Do not panic
Those who read or watch a lot of science fiction may be shocked by all the recent reports about AI: artificial intelligence that can play chess, that makes art, understands text, can write by itself…. Let me reassure you: for the time being, AI cannot yet take over the world. My own experience with AI generated images makes it clear that AI does not give perfect results. The various text-to-image algorithms available remind me of a three-year-old child. It understands words, but the connection between the words quickly becomes diluted. If I ask for a black circle and a blue square, the chance of getting a blue circle is just as big as the chance of getting two black squares against a blue background. These AIs can't count either!
Unintentional creativity
The special thing about this three-year-old child is that it has an incredible artistic talent: it has been trained with nothing but art (both painted and photographic) and will almost always return something atmospheric. In addition, it seems to have ten hands, which do not know of each other what they are doing. If I ask for a wolf and a deer by a stream, I will get one, two or three animals by a stream, but they will be one animal at the front and the other at the back - in an atmospheric way. Hand A had started with the head of animal X and hand E started with the tail of animal Y and on the way they met each other and they neatly drew the parts together. Note: usually the stream and an animal are not drawn together - usually! So there is an understanding in the trained neural networks about categories of things: what has legs and what doesn't. (You can click on the image to see an enlarged version of four examples.)

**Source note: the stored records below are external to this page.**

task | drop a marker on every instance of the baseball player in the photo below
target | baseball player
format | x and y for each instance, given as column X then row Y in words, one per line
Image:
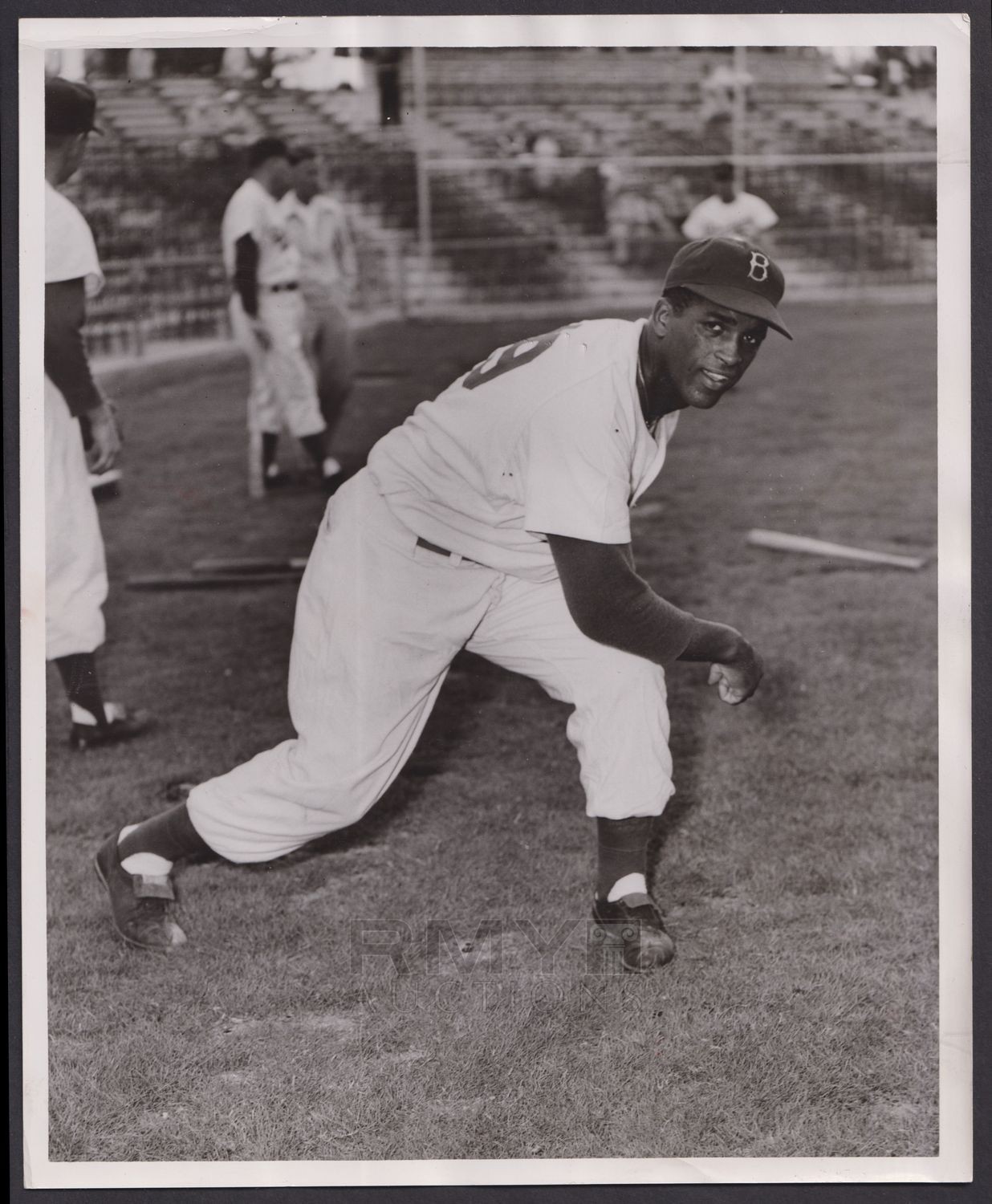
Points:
column 729, row 214
column 267, row 315
column 81, row 435
column 498, row 519
column 318, row 228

This ignorance leads to unintentional creativity, a bit like evolution is 'creative': the algorithm simply tries everything, and what works is kept by the client. You can therefore add the number of failed predecessors to every 'successful' image published in the media.
Intentional creativity
Another source of creativity - and this time intended - is the noise given to the algorithm at the start of image-generation. If no starting image is given, then there is only noise; if a starting image is provided, 50% noise is often added to it. With each repetition of the same assignment, the noise causes a different outcome, and with that 'creativity'.

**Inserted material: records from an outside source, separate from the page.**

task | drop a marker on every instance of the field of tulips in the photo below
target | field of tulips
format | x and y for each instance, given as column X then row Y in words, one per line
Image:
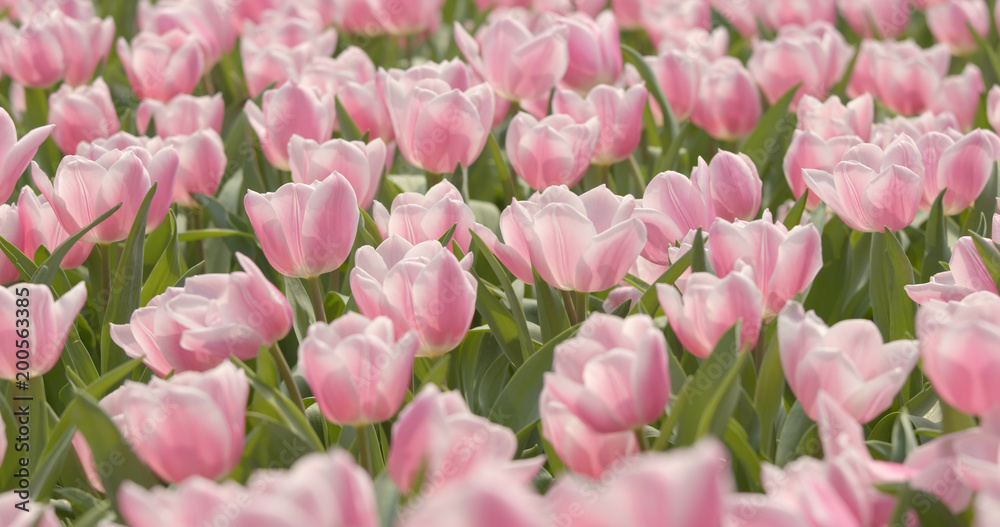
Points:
column 499, row 263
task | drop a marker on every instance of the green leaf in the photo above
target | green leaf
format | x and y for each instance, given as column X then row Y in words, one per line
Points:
column 167, row 270
column 771, row 125
column 709, row 399
column 653, row 86
column 890, row 271
column 24, row 264
column 990, row 254
column 649, row 302
column 770, row 388
column 46, row 272
column 126, row 287
column 204, row 234
column 510, row 192
column 516, row 310
column 936, row 248
column 797, row 426
column 291, row 416
column 348, row 130
column 795, row 213
column 698, row 261
column 116, row 461
column 552, row 315
column 517, row 406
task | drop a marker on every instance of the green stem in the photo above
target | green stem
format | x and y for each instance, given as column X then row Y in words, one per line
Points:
column 433, row 178
column 364, row 453
column 574, row 318
column 316, row 295
column 194, row 214
column 953, row 420
column 286, row 376
column 104, row 251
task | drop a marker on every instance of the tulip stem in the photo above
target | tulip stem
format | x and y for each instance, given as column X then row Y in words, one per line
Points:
column 574, row 318
column 364, row 453
column 286, row 376
column 316, row 295
column 104, row 251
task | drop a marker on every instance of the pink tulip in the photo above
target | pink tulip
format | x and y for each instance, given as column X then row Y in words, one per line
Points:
column 884, row 132
column 437, row 436
column 357, row 369
column 967, row 274
column 367, row 109
column 518, row 63
column 784, row 262
column 183, row 115
column 903, row 76
column 418, row 218
column 955, row 465
column 575, row 243
column 816, row 56
column 619, row 112
column 594, row 50
column 16, row 154
column 359, row 163
column 832, row 118
column 422, row 287
column 554, row 151
column 871, row 189
column 287, row 111
column 890, row 17
column 402, row 19
column 810, row 151
column 777, row 14
column 728, row 106
column 202, row 163
column 197, row 327
column 320, row 489
column 711, row 306
column 582, row 449
column 993, row 107
column 681, row 488
column 483, row 499
column 82, row 114
column 957, row 344
column 668, row 22
column 963, row 167
column 673, row 205
column 54, row 46
column 42, row 228
column 277, row 50
column 677, row 74
column 306, row 230
column 208, row 21
column 115, row 177
column 12, row 231
column 697, row 42
column 585, row 365
column 438, row 127
column 742, row 14
column 162, row 66
column 190, row 425
column 50, row 321
column 949, row 23
column 733, row 184
column 960, row 94
column 848, row 361
column 38, row 515
column 329, row 74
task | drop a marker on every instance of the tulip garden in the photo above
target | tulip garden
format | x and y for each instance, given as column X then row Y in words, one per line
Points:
column 518, row 263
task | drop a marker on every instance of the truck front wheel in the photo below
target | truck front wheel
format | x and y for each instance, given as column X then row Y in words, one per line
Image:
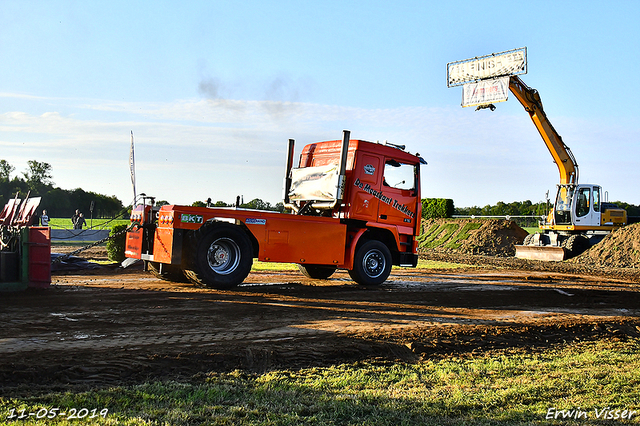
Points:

You can also deliberately look for unexpected results, for example by entering a nonsense text. What I often do myself: I take a pop song as a starting point, usually 'title + artist', and then see what the AI makes of it. Sometimes the generated image fits the song completely, and sometimes not at all. Here is an example based on Iron Butterfly's 'In a gadda da vida'. The title of the song is drunken talk, so I only expected to see an iron butterfly, but that turned out to be too ambitious. Butterflies are just butterflies. None of the four are really existing species, but the one at the top right takes the crown in terms of creativity. The AI apparently did its best to understand and process the rest of the assignment as well.
Unwanted creativity
The aforementioned mistakes of our three-year-old toddler often enough give unwanted creativity: mammals with five or three legs, people with three arms or only one, wrinkled faces or heads that fall out of frame. Undesired creativity in the example with the butterflies: extra borders in the image, as if the AI also thinks the frames are part of the image and wants to co-generate them. In addition, the butterfly at the top right has also fallen outside the picture at the top and bottom edge. Still, this is the prettiest of the four, so what does the sincere artist do: pick this one out, add missing parts, and improve on the white stripes. You can see the result in the Art section of this website.